In her mid thirties she was elected to the Allahabad Municipal Board. She was arrested and sentenced to eighteen months imprisonment for presiding over a crowded public meeting where the Independence pledge was taken. This was the first of her three imprisonments. When the Indian National Congress took part in provincial elections she and her husband, Ranjit S. Pandit, were elected to the U.P. Assembly. Vijayalakshmi was appointed as the Minister for Health and Local Self-Government.

For two continuous years she was the President of the All-India Women`s Conference. Tragedy struck her with the death of her husband after his last imprisonment in 1944. As he had left no will, she was left virtually penniless, as Hindu widows had no inheritance rights. His brother claimed all his investments and earning and made everything in his custody. Shaken by her grief and without knowledge of future and with no source of support from her brother, as he was imprisoned she left for Bengal to work, where cholera had spread in the wake of famine, and to set up a Save the Children Fund. During this time, Gandhiji was released from jail and he asked her to go to America to speak about actual conditions in India. This became possible when Sir Tej Bahadur Sapru(President of the Indian Council for World Affairs) included her in an Indian delegation to the Pacific Relations Conference to be held in Virginia.

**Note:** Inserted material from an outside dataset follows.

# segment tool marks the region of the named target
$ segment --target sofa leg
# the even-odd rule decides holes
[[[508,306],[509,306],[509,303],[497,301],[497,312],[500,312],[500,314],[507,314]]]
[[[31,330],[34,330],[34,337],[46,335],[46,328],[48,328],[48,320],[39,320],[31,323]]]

She became the member of the Constituent Assembly that drafted the Constitution. After Independence she was twice elected to Parliament and she led India`s first Goodwill Mission to China and served as Governor of Maharashtra. She resigned her post to stand for election to Parliament from the constituency of Phulpur that was vacated as a result of Jawaharlal Nehru`s death. Four years later, she resigned from the Lok Sabha as it was difficult for her to serve her party under Indira Gandhi. During the Emergency, she stepped out of retirement to speak out against dictatorship and dynasty. She could not find a place in the power structure under Indira Gandhi.

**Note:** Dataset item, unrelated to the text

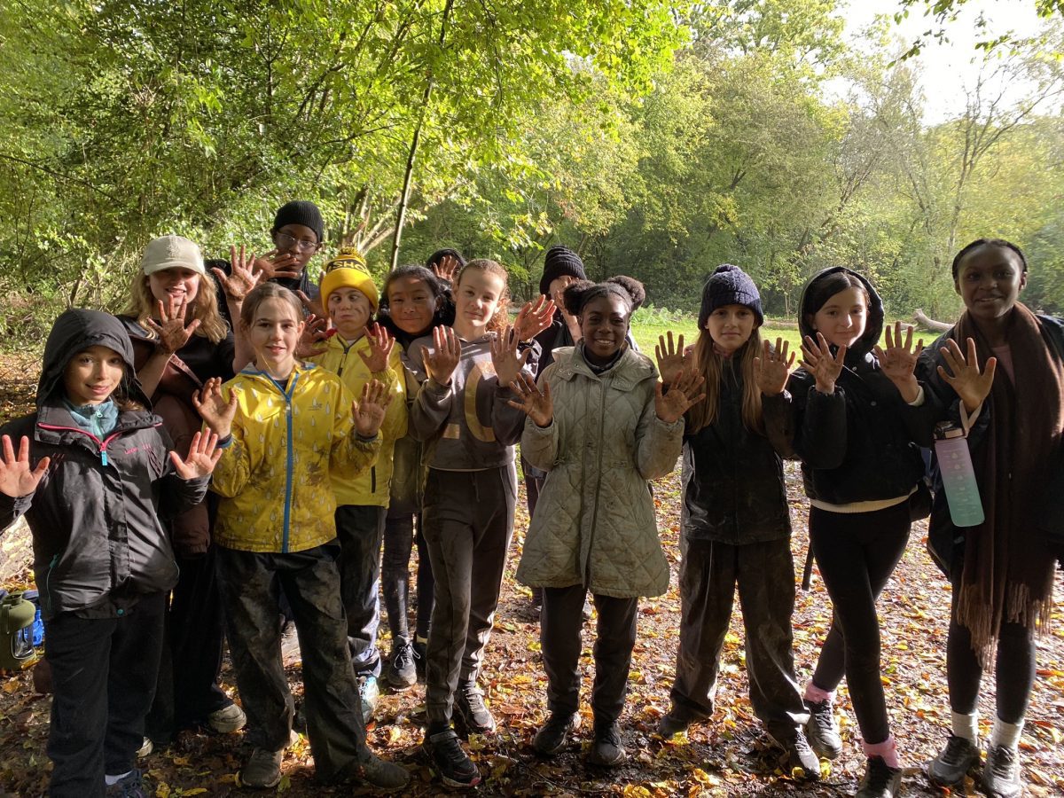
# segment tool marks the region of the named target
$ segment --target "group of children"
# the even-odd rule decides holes
[[[562,751],[580,726],[591,594],[587,761],[626,758],[638,599],[669,581],[648,481],[682,456],[680,647],[661,734],[713,715],[737,586],[751,704],[788,768],[816,779],[820,758],[839,754],[832,702],[845,677],[867,757],[858,796],[897,795],[876,600],[911,521],[930,512],[953,584],[953,724],[929,775],[953,786],[980,760],[976,705],[993,656],[1000,688],[983,783],[1019,794],[1055,555],[1031,514],[1043,500],[1035,476],[1059,467],[1064,327],[1017,301],[1027,264],[1013,245],[980,239],[958,254],[966,311],[927,351],[900,325],[881,347],[871,283],[821,271],[802,296],[795,370],[785,343],[761,340],[758,288],[735,266],[705,283],[695,345],[670,333],[655,367],[630,338],[643,286],[589,282],[564,247],[548,251],[542,296],[511,321],[494,261],[440,250],[431,268],[389,272],[378,293],[362,255],[342,250],[314,286],[317,209],[284,205],[271,236],[272,252],[234,250],[214,281],[192,242],[152,242],[128,315],[61,315],[37,412],[0,430],[0,523],[26,513],[34,534],[53,795],[144,795],[135,757],[146,728],[165,736],[245,720],[252,752],[239,780],[276,786],[294,739],[286,617],[319,779],[406,784],[404,768],[369,750],[365,722],[379,678],[404,689],[423,668],[426,755],[446,785],[479,783],[462,737],[496,729],[478,677],[513,535],[518,443],[533,512],[517,578],[542,600],[548,682],[538,754]],[[985,509],[977,527],[952,525],[941,484],[933,506],[928,492],[920,448],[949,420],[969,431]],[[801,460],[834,609],[804,691],[781,458]],[[243,710],[217,683],[223,628]]]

She collected more than eight honorary degrees from the world universities besides those offered to her in India. She celebrated her ninetieth birthday by inviting her family members, (who were at the time both in government and in the opposition) to lunch in Dehra Dun. All members came regardless of political difference. It was a grand function and it happened to be her farewell as she died two months later. It was Rajiv Gandhi, who personally supervised her last rites. Vijayalakshmi used to say that none should mourn her death as she had lived long. Her family members took her word to heart and at Sangam instead of mourning her death they celebrated her life. Her life was actually an example, which all humanity could follow. She had great will power; she was courageous in her agonizing situations and led her life triumphantly. Till the end she was fully involved in her life. This great personality breathed her last on 1 December 1990 at Dehra Dun.